Primero vamos a hablar de cómo pensar en tu trayectoria profesional. Esto se aplica no sólo a la carrera, sino también a las decisiones de la vida en general. Esta es la base a partir de la cual puedes empezar a actuar y progresar. 

Elegir camino para la vida

Según mi experiencia, nuestras creencias y expectativas pueden ser el mayor obstáculo, así que esto es importante.

Tu decisión no es permanente

Lo primero que hay que entender es que ninguna decisión que tomes es permanente. El hecho de que elijas una carrera concreta, te formes para un trabajo determinado o empieces a moverte en una dirección concreta, no significa que vayas a hacer eso el resto de tu vida. 

De hecho, lo más probable es que no lo hagas. 

Casi la mitad de los graduados universitarios tienen trabajos que ni siquiera requieren un título, y un porcentaje aún menor tiene un trabajo estrechamente relacionado con su campo de estudio. Esto puede hacer que parezca que la universidad no vale nada, pero para mí demuestra la imprevisibilidad de la vida moderna: las cosas no son tan sencillas como las pintamos. 

Hay ejemplos de una abogada que deja su trabajo para convertirse en pescadora submarina, un teólogo que se convierte en médico o un corredor de bolsa que se convierte en pintor. Estos ejemplos están por todas partes. Cuando estaba al principio de mi andadura, solía adentrarme en la madriguera del conejo en LinkedIn, mirando los trabajos de la gente y su educación y viendo cómo rara vez estaban relacionados.

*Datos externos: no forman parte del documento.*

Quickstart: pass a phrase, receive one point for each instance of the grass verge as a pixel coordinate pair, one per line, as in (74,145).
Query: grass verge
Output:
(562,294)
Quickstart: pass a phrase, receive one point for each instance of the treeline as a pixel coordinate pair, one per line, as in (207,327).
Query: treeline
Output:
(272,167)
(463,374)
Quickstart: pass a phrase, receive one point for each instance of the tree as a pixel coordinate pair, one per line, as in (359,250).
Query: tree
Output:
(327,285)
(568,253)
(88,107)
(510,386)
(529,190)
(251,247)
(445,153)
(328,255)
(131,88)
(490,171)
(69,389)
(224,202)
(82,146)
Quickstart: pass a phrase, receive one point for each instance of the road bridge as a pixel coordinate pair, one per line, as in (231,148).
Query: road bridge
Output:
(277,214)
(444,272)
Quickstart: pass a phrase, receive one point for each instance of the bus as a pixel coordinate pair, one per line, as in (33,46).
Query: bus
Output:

Entiende esto: Puedes cambiar de opinión. No sólo se te permite cambiar de opinión, sino que además no le debes a nadie una explicación cuando lo hagas. No estás en deuda con ninguna decisión que haya tomado tu yo del pasado. 

Elegir carrera

No lo sabrás hasta que lo intentes

Si te preguntara si te gustaría probar unos espaguetis con mantequilla de cacahuete y, de postre, una tarta de tomate, ¿Qué dirías? 

Lo más probable es que frunzas la cara de asco y sueltes un “NO”. Aunque nunca hayas probado este postre, estarías seguro de que no te gustaría. 

¿Pero cómo sabes que no te gustaría si nunca lo has probado?

Pues bien, con ciertas experiencias no necesitamos haberlas vivido nunca para saber que no nos van a gustar. Podemos simular la experiencia en nuestra mente y simplemente saber que una tarta de tomate nos sabría fatal.

Esto es cierto para algunas cosas, pero para otras -como los trabajos, los títulos o cualquier decisión importante en la vida- es difícil saberlo sin intentarlo por existen los test para saber qué estudiar en línea. Esto se debe a que la mayoría de las decisiones tienen demasiadas variables como para simularlas en nuestra mente. 

Por ejemplo, un trabajo tiene varios factores como el entorno laboral, la gente, el horario, la cantidad de repetición frente a los nuevos proyectos, el nivel de autonomía y el ritmo de trabajo. Pero nadie habla de estos factores cuando decide qué hacer en su carrera o incluso su próximo trabajo, así que no te preocupes respira y ve a por ello.